Key Findings in Kirk-Manchin Bill:

  1. Congress must ensure that healthcare is affordable and accessible;
  2. Political disagreements must be set aside so that Congress and the President can work together to improve healthcare quality, access and affordability;
  3. Affordable access to preventative care can provide enormous benefits and reduce overall costs to all Americans, young and old;
  4. Individuals and families are ultimately responsible and accountable for their own well-being and long-term health, and our laws should reflect this reality;
  5. Subscribing to a healthy lifestyle should be a goal for all Americans, and Congress should act in an appropriate and responsible manner to make this goal achievable;
  6. There are many positive reforms included in the Patient Protection and Affordable Care Act that are improving coverage, ending discrimination, and reducing costs. Requiring insurers to cover pre-existing conditions, maternity care, and emergency services and allowing young adults to stay on their parents’ plans until age 26 are examples of positive reforms in the Act that must continue to be implemented.
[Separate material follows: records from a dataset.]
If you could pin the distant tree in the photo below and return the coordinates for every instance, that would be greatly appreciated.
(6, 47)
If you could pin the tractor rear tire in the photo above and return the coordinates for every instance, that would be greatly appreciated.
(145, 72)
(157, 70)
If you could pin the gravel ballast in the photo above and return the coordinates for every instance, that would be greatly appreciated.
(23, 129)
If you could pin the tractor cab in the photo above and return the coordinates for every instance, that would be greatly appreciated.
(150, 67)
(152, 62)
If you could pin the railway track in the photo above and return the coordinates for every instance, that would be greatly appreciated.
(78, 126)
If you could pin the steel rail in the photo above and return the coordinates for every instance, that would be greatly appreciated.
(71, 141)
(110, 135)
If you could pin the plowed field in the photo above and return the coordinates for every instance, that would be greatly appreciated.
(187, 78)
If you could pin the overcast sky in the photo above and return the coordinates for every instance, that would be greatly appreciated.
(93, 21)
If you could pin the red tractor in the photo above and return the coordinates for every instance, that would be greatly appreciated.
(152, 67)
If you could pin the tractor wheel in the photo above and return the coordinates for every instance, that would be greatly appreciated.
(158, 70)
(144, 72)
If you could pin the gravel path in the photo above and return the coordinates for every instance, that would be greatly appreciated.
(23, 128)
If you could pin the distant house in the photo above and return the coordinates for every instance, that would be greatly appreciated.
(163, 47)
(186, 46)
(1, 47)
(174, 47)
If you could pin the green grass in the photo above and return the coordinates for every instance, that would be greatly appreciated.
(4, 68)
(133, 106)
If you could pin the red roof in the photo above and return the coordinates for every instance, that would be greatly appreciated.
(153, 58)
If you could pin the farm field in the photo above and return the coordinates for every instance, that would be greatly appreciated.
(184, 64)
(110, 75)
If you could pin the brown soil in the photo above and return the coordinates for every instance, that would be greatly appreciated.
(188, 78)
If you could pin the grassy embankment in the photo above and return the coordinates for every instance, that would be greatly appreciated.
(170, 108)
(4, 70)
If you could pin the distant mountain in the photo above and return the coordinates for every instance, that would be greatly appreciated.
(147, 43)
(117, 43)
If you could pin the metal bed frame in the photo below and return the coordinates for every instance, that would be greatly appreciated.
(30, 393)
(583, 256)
  7. Nevertheless, it is important to recognize when a new program is not meeting the high standards that the American people expect. So far, the federal healthcare exchanges have failed, and we must deliver a better product;
  8. While every program must go through a transition period, no individual or family should be penalized while the problems in new healthcare exchanges are being addressed;
  9. Congress should work toward fixing these flaws and ensuring the new programs are strong, while giving the American people a transition period; and
  10. Delaying the implementation of the Patient Protection and Affordable Care Act is not an appropriate or responsible action, but Congress should not hesitate to enact commonsense reforms, such as an individual mandate transition year, to improve this important legislation.